昨今の地方創生という議論の中で、国の機関の地方移転などがありますが、なかなか実現しません。言葉だけで「地方の時代だ」と言うのは簡単ですが、実行するのは難しい。一気に国の行政機関を移すのはそこで働く人や関係する人たちから反発もあるでしょうし、現実は難しいでしょう。ただ、医療や教育といった地方にあったほうがいい分野もあるわけですから、そういう分野から少しずつ進めていく必要があると思います。

 一番ネックになるのが、4大都市圏に集中する大学です。地方から進学して、そこで就職してしまうので若者が戻ってこないのは当然です。だからこそ、地方にあってしかるべきものを移して、受け皿になる部分を創生していかなければならない。こうした現実的な部分を国政できちんと議論していただきたいと思っています。

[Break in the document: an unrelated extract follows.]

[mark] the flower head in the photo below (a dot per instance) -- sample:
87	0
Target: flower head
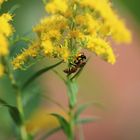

 最終的には政治的な判断次第でしょうね。政治判断がすべてだとは言いませんが、民間活力を動かすには、まず政治判断あってこそですからね。地方と国の関係も同様で、まず国の判断なくして地方は動きづらいわけです。菅義偉(すが・よしひで)首相がデジタル化を推進していますが、国と地方で格差が出てしまうようでは不安しかないですからね。

 話を戻しますが、私は立科町が自立していくことに自信を持っています。もちろん、簡単ではありませんよ。ですが、きめ細かい行政サービスのメリットがあるからです。合併なども生き残る道ですが、大きな自治体になれば隅っこは見えなくなるでしょう。

 新型コロナ禍に関する定額給付金も都市部では、なかなか届かない。でも、小さな自治体はすばやく対応できるわけです。これはある意味、地方であることの強みと言ってもいいでしょう。

 具体的な立科町の施策については、私が町長に就任する前からスタートしていますが、全国から学生を募って地元事業者の課題実現のためのアイデアを立案してもらう「タテシナソン」に期待をしています。
タテシナソンでテーマを提供した「牛乳専科もうもう」の牧場=2020年10月、長野県立科町(iRONNA編集部、西隅秀人撮影)
タテシナソンでテーマを提供した「牛乳専科もうもう」の牧場=2020年10月、長野県立科町(iRONNA編集部、西隅秀人撮影)
 これはもともと「アイデアソン」という取り組みがあって、「アイデア」と「マラソン」をくっつけた造語ですが、これを立科町独自にもっと実用的なものにしたわけです。「タテシナソン」のよい部分は、地元事業者の弱みを分析して、何が足りないのかを認識した上で、学生たちのアイデアを生かそうという点ですね。

 地元にいて事業をやっていると、どうしても視野が広がらない部分があります。そこを克服するために全国から学生たちを募って、しかもそのアイデアを実行するというところまで徹底するわけです。